What Don Quixote, Ganesh remind me

Source: The Sunday Times, Jan 2, 2011

We have it in us to fight injustice, achieve our dreams, no matter how dire things seem

By Lee Wei Ling

Ganesh is a Hindu deity with an elephant head. He is the patron of the arts and sciences. He is also Lord of Beginnings and the remover of obstacles. He is one of the best known and most widely worshipped deities in the Hindu pantheon.

His image is found throughout India and Nepal. Various Hindu sects, regardless of affiliation, worship Ganesh. Devotion of the elephant god is widely diffused and extends even to Jains and Buddhists as well as beyond India. That is why, though Ganesh is not the most powerful god in the Hindu pantheon, his image is so pervasive. I have often seen a little figurine of him on the dashboards of cars.

I myself have a wooden carving of Ganesh that was given by the Governor of Maharashtra, an Indian state, to my father, Minister Mentor Lee Kuan Yew. I took a fancy to the figure and it has been on my office table for the past three years.

In May 2008, I took it to show my mother who had been hospitalised for a bleed into the brain. As I had to rush off to see patients, I simply showed the statue to her and said: ‘Ganesh is supposed to remove obstacles that impede my missions.’

‘Poor Ganesh,’ my mother remarked wryly.

The nurses were changing shifts then, so there was quite a crowd around my mother. They must have looked puzzled, so my sister- in-law Ho Ching, who was visiting my mother then, explained: ‘Ganesh does not know what Wei Ling has planned for him.’

The statue of Ganesh is still on my office table. But he has not favoured me with assistance. Perhaps Ganesh knows I am an atheist and so do not deserve his help.
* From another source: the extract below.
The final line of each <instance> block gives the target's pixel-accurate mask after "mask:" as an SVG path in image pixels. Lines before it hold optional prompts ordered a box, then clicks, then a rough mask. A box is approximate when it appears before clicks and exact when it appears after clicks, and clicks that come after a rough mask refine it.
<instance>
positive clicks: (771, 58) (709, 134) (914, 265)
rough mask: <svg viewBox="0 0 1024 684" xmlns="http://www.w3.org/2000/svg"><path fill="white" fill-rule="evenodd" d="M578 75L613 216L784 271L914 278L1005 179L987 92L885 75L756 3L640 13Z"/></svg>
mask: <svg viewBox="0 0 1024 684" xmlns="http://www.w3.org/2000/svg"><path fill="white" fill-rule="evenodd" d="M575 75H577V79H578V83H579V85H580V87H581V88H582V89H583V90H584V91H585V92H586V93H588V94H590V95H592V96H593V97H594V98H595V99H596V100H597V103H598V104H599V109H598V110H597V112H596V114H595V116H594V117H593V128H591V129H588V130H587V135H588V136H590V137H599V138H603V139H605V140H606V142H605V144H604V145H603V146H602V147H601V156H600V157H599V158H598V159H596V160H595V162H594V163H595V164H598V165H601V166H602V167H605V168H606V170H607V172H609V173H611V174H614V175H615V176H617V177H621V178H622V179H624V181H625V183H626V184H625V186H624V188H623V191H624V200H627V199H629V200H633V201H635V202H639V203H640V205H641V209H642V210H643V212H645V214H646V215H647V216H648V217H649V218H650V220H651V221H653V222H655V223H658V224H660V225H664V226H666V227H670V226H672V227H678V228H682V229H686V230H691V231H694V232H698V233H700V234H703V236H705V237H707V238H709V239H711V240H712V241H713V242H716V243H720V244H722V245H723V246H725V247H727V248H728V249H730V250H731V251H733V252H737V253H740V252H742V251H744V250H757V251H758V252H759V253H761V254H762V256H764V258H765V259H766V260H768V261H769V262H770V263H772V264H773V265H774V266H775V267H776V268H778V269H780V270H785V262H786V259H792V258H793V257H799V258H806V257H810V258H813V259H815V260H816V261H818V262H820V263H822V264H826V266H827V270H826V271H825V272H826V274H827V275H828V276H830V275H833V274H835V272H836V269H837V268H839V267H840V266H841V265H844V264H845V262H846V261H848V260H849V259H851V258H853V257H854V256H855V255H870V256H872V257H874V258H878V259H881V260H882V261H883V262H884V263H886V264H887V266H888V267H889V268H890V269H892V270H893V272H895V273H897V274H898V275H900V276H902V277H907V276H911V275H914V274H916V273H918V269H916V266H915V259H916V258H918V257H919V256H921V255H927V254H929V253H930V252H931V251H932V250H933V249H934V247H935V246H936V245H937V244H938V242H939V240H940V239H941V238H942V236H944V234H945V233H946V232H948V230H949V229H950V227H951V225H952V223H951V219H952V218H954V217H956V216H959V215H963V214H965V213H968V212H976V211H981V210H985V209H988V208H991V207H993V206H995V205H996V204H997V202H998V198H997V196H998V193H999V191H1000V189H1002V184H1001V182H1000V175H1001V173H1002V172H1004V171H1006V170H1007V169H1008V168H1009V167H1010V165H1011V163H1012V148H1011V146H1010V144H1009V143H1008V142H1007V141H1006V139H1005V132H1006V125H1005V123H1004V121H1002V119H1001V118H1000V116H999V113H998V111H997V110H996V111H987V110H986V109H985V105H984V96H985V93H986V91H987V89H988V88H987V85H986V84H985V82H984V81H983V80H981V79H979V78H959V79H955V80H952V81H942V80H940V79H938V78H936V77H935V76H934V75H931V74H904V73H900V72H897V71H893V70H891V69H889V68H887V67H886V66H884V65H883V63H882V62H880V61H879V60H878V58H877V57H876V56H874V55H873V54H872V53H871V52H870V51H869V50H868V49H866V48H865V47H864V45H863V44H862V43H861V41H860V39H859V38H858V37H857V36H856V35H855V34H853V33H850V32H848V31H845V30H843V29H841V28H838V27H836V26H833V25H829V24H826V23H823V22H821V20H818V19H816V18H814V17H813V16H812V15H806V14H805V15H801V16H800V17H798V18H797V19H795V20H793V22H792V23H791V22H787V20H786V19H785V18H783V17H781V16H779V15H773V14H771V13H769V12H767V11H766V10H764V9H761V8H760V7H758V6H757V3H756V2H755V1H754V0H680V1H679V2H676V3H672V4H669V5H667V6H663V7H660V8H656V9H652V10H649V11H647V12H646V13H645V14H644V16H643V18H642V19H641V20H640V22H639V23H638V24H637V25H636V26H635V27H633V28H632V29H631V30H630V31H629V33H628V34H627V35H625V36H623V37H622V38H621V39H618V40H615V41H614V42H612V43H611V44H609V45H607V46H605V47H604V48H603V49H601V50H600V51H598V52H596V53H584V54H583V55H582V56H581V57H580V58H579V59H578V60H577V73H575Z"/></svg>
Just before Christmas, a friend of mine gave me a tiny figurine of Don Quixote which he had bought during a holiday in Spain. It was a figure of a scrawny old man with a lance in one hand, and a shield and a sword in the other.

The gift was accompanied with a note: ‘This unusual person, quintessentially Spanish. The novel Don Quixote De La Mancha is of course full of this person, whose futile fight for the dying ideals of a bygone golden age is nevertheless noble, honourable but ultimately hopeless.’

My father had given me an English translation of the novel. It is 6cm thick. In the introduction, I found the following statement: ‘W.H. Auden found in Don Quixote a portrait of a Christian saint, as opposed to Hamlet, who ‘lacks faith in God and himself’.’

In the next paragraph, Edith Grossman, who had translated the novel from Spanish to English, wrote: ‘Don Quixote says that his quest is to destroy injustice.’

I have often joked with friends about myself tilting at windmills, as Don Quixote did, as an analogy of trying to right wrongs in situations where success seems unlikely. But I am no Christian, and certainly am no saint. Nevertheless, I choose Don Quixote as my symbolic self because of his humble appearance and his passion for justice.

I replied to the friend who had given me the figurine of Don Quixote: ‘Even if he knew it was hopeless, he kept on trying to put it right. That is an admirable trait.’

That is why the signature song in the musical Man Of La Mancha, The Impossible Dream, is my favourite song. We all have our impossible dreams. How many of us really try with total determination and tenacity to bring it to fruition?

Did the group of men who transformed Singapore from a Third World into a First World country think their dream was impossible? The rest of the world certainly did. They themselves had moments of doubt but they kept on trying and they persuaded Singaporeans to strive for a better, meritocratic, multicultural, multi-religious Singapore. They certainly persuaded my generation that it could be done.

If they had not done so, the Singapore of today would not be the envy of many countries in the world, and the lives of Singaporeans would not be so pleasant that a recent survey found us to be among the happiest people in the world.

I like the passion in the song The Impossible Dream: ‘To dream the impossible dream/ To fight the unbeatable foe/ To bear with unbearable sorrow/ To run where the brave dare not go/ To right the unrightable wrong/ …/ This is my quest/ To follow that star/ No matter how hopeless/ No matter how far./ To fight for the right/ Without question or pause…’

The figurine of Don Quixote will stay on my table at home. He looks too frail to serve as a warning to anyone who has a meeting with me in my office. But he will remind me to fight on as long as I am convinced I am doing the right thing.

I am neither religious nor superstitious. These two figurines – of Ganesh and the Man of La Mancha – serve only as symbolic reminders to me to do what is right, and to continue trying even when there are obstacles.

‘Poor Ganesh’ may not have been as effective as I had hoped he would be because most people who meet me in my office do not know his significance. But it is enough that I know – and that together with Don Quixote, he is there to remind me to ‘Still strive with my last ounce of courage/ To reach the unreachable star’.

The ‘remover of obstacles’ is really oneself. Ganesh can be within each one of us, as can Don Quixote.